Я решила во что бы то ни стало вытрясти из Файфман правду.
– Особая логика?
Хозяйка кивнула:
– Слышали анекдот про то, как мужчина едет в автобусе? На одной из остановок в салон входит брюнет с роскошным букетом роз. Пассажир начинает размышлять: «Цветы дорогие и шикарные, такие дарят красивым, капризным женщинам. В нашем городе три потрясающие бабы: Лена, Таня и моя жена. К Лене я еду сейчас сам, Таня отдыхает на море, значит, парень катит к моей жене. У супруги три любовника. Ваня с деньгами, Миша со связями и Коля для секса. Ваня блондин. Значит, в автобусе либо Миша, либо Коля. У жены сегодня критические дни, следовательно, Коле нечего с ней делать». Мужчина поворачивается к брюнету и восклицает:
– Здравствуй, Миша.
Парень поражен.
– Откуда вы меня знаете?
– Я тебя вычислил, – отвечает пассажир.
Вот и Люба так поступала.

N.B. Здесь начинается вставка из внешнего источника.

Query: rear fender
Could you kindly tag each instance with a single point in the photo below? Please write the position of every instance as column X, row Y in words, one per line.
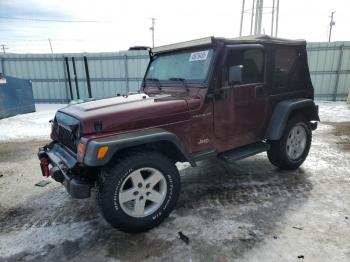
column 284, row 110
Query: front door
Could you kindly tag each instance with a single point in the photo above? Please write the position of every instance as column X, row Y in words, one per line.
column 240, row 106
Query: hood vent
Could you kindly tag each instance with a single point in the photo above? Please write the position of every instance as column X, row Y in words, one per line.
column 98, row 126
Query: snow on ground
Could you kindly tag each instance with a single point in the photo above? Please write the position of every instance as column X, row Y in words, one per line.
column 36, row 125
column 334, row 111
column 29, row 126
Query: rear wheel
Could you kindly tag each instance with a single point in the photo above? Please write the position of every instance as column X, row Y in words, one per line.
column 292, row 149
column 139, row 191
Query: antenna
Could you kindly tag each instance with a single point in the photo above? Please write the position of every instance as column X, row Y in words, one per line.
column 331, row 24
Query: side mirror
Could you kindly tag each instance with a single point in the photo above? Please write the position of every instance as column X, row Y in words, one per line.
column 235, row 74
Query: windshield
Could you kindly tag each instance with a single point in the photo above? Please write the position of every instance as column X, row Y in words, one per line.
column 185, row 65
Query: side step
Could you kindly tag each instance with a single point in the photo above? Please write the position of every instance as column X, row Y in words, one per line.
column 244, row 151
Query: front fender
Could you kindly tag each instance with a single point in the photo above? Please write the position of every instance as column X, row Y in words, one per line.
column 283, row 111
column 132, row 139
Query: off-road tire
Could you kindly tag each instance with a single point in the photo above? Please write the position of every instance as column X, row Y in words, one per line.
column 110, row 180
column 277, row 153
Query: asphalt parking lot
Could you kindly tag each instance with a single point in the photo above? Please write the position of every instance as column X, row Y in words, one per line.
column 243, row 211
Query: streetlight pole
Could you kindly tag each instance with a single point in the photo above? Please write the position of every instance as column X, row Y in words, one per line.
column 331, row 24
column 152, row 29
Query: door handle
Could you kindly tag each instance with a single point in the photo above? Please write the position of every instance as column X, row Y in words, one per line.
column 260, row 90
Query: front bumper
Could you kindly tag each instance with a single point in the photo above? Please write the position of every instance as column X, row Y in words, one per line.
column 56, row 161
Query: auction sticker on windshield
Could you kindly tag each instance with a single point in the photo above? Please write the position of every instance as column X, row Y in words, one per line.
column 197, row 56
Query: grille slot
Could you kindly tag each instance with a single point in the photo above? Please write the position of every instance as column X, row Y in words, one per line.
column 66, row 137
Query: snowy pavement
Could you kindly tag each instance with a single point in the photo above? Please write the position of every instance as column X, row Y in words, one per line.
column 36, row 125
column 29, row 126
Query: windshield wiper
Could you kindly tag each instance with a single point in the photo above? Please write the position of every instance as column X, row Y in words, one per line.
column 159, row 86
column 182, row 80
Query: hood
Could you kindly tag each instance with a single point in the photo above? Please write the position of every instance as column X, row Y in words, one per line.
column 127, row 113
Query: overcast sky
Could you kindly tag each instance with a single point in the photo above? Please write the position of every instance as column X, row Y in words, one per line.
column 113, row 25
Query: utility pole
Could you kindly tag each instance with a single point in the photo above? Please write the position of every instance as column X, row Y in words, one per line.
column 53, row 62
column 242, row 16
column 152, row 29
column 277, row 15
column 4, row 48
column 272, row 16
column 331, row 24
column 252, row 19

Начнет вслух рассуждать – мне смешно, ну полная дурь. Потом как-то все выворачивается, и она права. У нас был директором Степан Егоров, симпатичный молодой мужчина. Едва докторскую защитил, как начальником стал. Нам он не понравился. Когда варяга ставят, коллектив всегда недоволен, да только в данной ситуации у нас были объективные основания губы дуть. В музее работали более достойные кандидаты на роль руководителя. Тот же Алексей Николаевич Бутров. Он, правда, всегда повторял:
– Не хочу становиться пастухом в общем стаде, превращусь в административного работника, потеряю в себе ученого, мне отдела выше головы хватает!
Но ведь ему могли хотя бы из уважения ставку предложить. Нет, прислали Степана, а тот полностью оправдал поговорку «Новая метла по-новому метет». Затеял реорганизацию, каталог переселил на второй этаж, нас задумал в подвал запихнуть. Алексей Николаевич попытался ему объяснить:
– Мой отдел особенный, мы работаем не только с предметами, но и с останками – кости, мумии – используем разные химические препараты. Имеем спецсейф для их хранения, он вмонтирован в стены. Для осмотра находок необходимы специальные столы, они очень дорогие, подарены спонсорами. Оставьте моих сотрудников на прежнем месте.
Степа ему в ответ:
– Я директор, а вы сидите тихо. Как я решил, так и будет.
Алексей Николаевич возмутился и на ученом совете весьма резко высказался о Степане.